Derneğimizin ana görevi, şehit yakınları ve gazilerin sorunlarına çözüm üretmektir. Yerelde çözüm üretilmesi gerekiyorsa yerelde, Ankara’da çözüm üretilmesi gerekiyorsa Ankara’da çözüm arıyoruz. Kanunsa kanun, yönetmelikse yönetmelik, genelgeyse genelge çıkarılmasına ön ayak oluyoruz. İlgili ve yetkili kurum kuruluşlarla işbirliği içinde çözüm üretmeye çalışıyoruz. Tüm üyelerimizi ilgilendiren en büyük problem neyse bunu en öne koyup nasıl çözümlenecekse çözüm yolları üretiyoruz. 55 ilde şubemiz var. Herhangi bir ilde toplantı yapıyoruz. Şube başkanları, şube yönetimlerinden birer ikişer kişi ortalama 10’den fazla yönetici fikir alışverişinde bulunuyoruz. Önceliği olan sorunu ortadan kaldırmaya gayret gösteriyoruz.

 

 

Şu an sizin için en büyük sorun ne?

Şu an bizi ajite eden, manevi olarak yoran, en öncelikli problem, şehit çocuklarının istihdam konusu. Şu anda Türkiye’de şehit çocukları istihdam kapsamına henüz alınmadı. Şehit ailelerine 2 iş hakkı tanımlanmış durumda. İş hakkının biri şehit eşine, diğer iş hakkı da şehidin kardeşlerinden birine tanımlandı. Şehit çocuğu güvencede değil. Devlet 2 iş hakkı verdi ama çocuğa vermedi. Eş kullanırsa çocuğa bir şey kalmıyor. Ya da iki çocuk varsa eş kullansa da kullanmasa da çocuğun biri kapsama alınıyor, diğeri alınmıyor. Biz diyoruz ki, eşten de önce, kardeşten de önce, çocuklarımızı garantiye alalım. Bunların eğitimlerini, istihdam edilmelerini garantiye alalım. Ondan sonra diğerlerine sıra gelsin. Yıllardır uğraşıp çözemediğimiz sorunlardan birisi ve en önemlisi bu. Eskiden çocuk esirgeme kurumları vardı.  Şimdi formatı değişti, Aile Bakanlığına bağlandı. Oradaki yetim, öksüz çocukları devlet özel bir kanunla kamu kurum ve kuruluşlarında istihdam ediyor. Şehidin çocuğu yetim kaldı, devlet bu çocuğa da iş versin. Bu çocukların hepsinin babası devlet baba olmalı.

 

 

Yaptıklarınızı yapamadıklarınızı ortaya koydunuz. Son olarak ne söylemek istersiniz?

Derneğin Balıkesir şubesi 2007 yılında kuruldu.

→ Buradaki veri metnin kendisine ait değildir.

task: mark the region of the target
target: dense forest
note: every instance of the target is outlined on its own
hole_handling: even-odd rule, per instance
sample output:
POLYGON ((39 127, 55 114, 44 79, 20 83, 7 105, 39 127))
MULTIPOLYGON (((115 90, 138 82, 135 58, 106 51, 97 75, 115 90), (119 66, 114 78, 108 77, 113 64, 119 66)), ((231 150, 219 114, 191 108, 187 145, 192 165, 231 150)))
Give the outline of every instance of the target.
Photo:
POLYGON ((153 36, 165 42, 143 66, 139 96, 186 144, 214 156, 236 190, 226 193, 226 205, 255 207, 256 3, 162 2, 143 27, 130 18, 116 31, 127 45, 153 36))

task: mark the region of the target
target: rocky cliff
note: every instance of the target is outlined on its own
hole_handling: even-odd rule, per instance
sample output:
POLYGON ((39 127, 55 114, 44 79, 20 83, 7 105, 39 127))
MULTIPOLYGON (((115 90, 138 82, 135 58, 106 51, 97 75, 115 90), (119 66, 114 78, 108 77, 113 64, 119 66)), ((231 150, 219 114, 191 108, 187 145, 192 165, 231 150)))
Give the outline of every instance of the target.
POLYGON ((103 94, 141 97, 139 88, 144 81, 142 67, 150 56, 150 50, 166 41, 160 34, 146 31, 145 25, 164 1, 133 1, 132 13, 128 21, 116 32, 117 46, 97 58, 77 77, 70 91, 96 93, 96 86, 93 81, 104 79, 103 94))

O yıldan beri kurucu başkanım. Yıllardır pek çok yasanın yürürlüğe girmesinde bir rol oynadım. Yasaların şekillenmesinde faydalarımız oldu. Tüm bunlar, gazilerimizin, şehit yakınlarının kısacası üyelerimizin yaşamını kolaylaştırmak, maddi durumlarını iyileştirmek adına oldu. Şimdi de şehit çocuklarının istihdamı konusunda uğraş veriyoruz. Bu da yapamadıklarımızın en önünde duran bir sorun. İnşallah önümüzdeki süreçte bunları çözmek için elimizden geleni yapıyoruz 1-2 yıla kadar bunları da çözeceğimizi umuyorum. Yerelde de şehit ailesi ve gazilerimizle ilgili neler yapıldığına gelince; Gazilerimiz, şehit aileleri için Bilgisayar kursundan dikiş nakış kursuna,  her türlü kursu açtık. Şehit ve gazi çocuklarına dalgıçlık eğitimi bile düzenledik. Bunun yanında, üyelerimizin ve çocuklarının görmesi için yurdun çeşitli yerlerine, kültürel, sanatsal gaziler düzenledik. Kısacası üyelerimizin istedikleri her tür etkinliği yapmaya hazırız.